AMERICAN FOOTBALL   Neugierde und Nervosität bestimmen das erste Ligaspiel der FA-Jets

Neugierige Zuschauer, nervöse Spieler und ein überaus optimistischer Head-Coach prägten das erste Pflichtspiel der FA-Jets am Sonnabend in Brandenburg.

„Das war stark“, lautete das Urteil des Gründers, Vorsitzenden und Head-Coach der FA-Jets Marvin David Strode im Anschluss an das Landesliga-Spiel, das sein Team allerdings desaströs mit 0:78 verlor.
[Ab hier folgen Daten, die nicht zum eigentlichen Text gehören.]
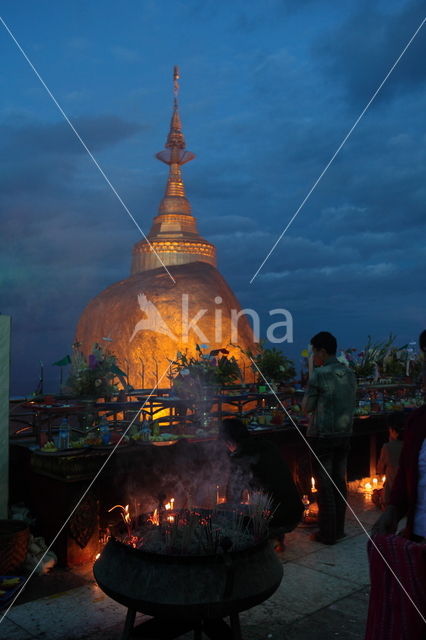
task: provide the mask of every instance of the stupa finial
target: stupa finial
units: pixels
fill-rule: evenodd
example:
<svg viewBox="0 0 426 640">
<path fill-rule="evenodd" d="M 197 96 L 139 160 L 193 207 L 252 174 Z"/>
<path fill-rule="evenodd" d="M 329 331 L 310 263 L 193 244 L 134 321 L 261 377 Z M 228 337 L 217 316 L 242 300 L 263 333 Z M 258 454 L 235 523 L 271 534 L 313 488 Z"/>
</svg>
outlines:
<svg viewBox="0 0 426 640">
<path fill-rule="evenodd" d="M 182 122 L 178 109 L 180 71 L 178 66 L 173 67 L 173 113 L 170 121 L 170 129 L 167 135 L 164 151 L 156 154 L 156 157 L 166 164 L 182 165 L 195 158 L 195 154 L 185 151 L 185 138 L 182 132 Z"/>
<path fill-rule="evenodd" d="M 177 99 L 179 95 L 179 80 L 180 80 L 180 71 L 179 67 L 175 65 L 173 67 L 173 93 L 175 96 L 175 104 L 177 106 Z"/>
</svg>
Abgesehen von dem Ergebnis, das die Brandenburger Spieler und Zuschauer einfach einmal ignorierten, erlebten mehr als 100 Menschen am Wiesenweg ein sehenswertes Spiel der FA-Jets gegen Erkner Razorbacks.

Erstmals fand in der Havelstadt ein American-Football-Pflichtspiel statt. Die Football Akademie Europa – FA-Jets –, mit Spielern aus Teltow und Brandenburg, empfing ihre Kontrahenten aus Erkner. Neugierige Blicke der Zuschauer und blanke Nervosität der FA-Jets war zu erkennen.

„Kennt sich jemand aus?“, war am Rande des Spielfeldes die wohl am häufigsten gestellte Frage. Viele Zuschauer sahen zum ersten Mal ein American-Football-Spiel live. So auch Ralf Winning. Sein erster Eindruck: „Ich find’s interessant“. „Leider kenne ich nicht die Regeln“, verriet seine Frau Hannelore. Tatsächlich ist American Football in Brandenburg nur begrenzt verbreitet. „Schade, dass dieser Sport in unserer Region unbekannt ist“, bedauerte Birgit Sommerfeld. „Das ist eine tolle Sportart“, fügte die Mutter des FA-Jets-Spielers Pascal Ulber hinzu.

Bei den – zugegeben: seltenen – aussichtsvollen Aktionen applaudierten die Fans der FA-Jets geradezu euphorisch. Sie standen hinter ihrer Mannschaft. „Los, zieh durch!“ und „Komm, hol ihn dir!“, riefen die Brandenburger lauthals. Ebenso kraftvoll strapazierte seine Stimmbänder Mario Schumacher. Der Co-Trainer motivierte die FA-Jets-Spieler bis zum Schluss.

Gleichwohl gab es nicht nur Lobeshymnen auf den American Football. „Ich finde das Spiel rau“ – so formulierte Renate Krüger die Problematik, mit der die nicht ungefährliche Sportart aus den USA hierzulande zu kämpfen hat. Bei dem Duell der FA-Jets gegen Erkner gab es drei Verletzte. Steffen Döbbel, Leiter und Spieler der Brandenburger Fraktion erklärt: „Klar, das ist kein Ballett. Aber dafür, dass es Vollkontakt-Sport ist, sind die meisten Verletzungen nicht schlimm.“

Das größte Problem der FAJets war an dem sonnigen Nachmittag, an dem das Team jedoch „keine Sonne gesehen“ hat, die übermächtige Nervosität der Spieler. Darin waren sich Strode, Döbbel und Schumacher einig.

Vor dem Spiel wussten die FA-Jets nicht, wo sie stehen. Jetzt wissen sie es. Luft nach oben ist jedenfalls noch da. Und die Teamleiter bleiben optimistisch: „Wir wollen die Sportart in Brandenburg ganz groß machen“, sagt Döbbel.



Dmitri Steiz, „Das ist kein Ballett“. Neugierde und Nervosität bestimmen das erste Ligaspiel der FA-Jets, in: Märkische Allgemeine. Zeitung für das Land Brandenburg, Brandenburger Stadt- und Landkurier / Lokalsport, 13. April 2011, S. 19.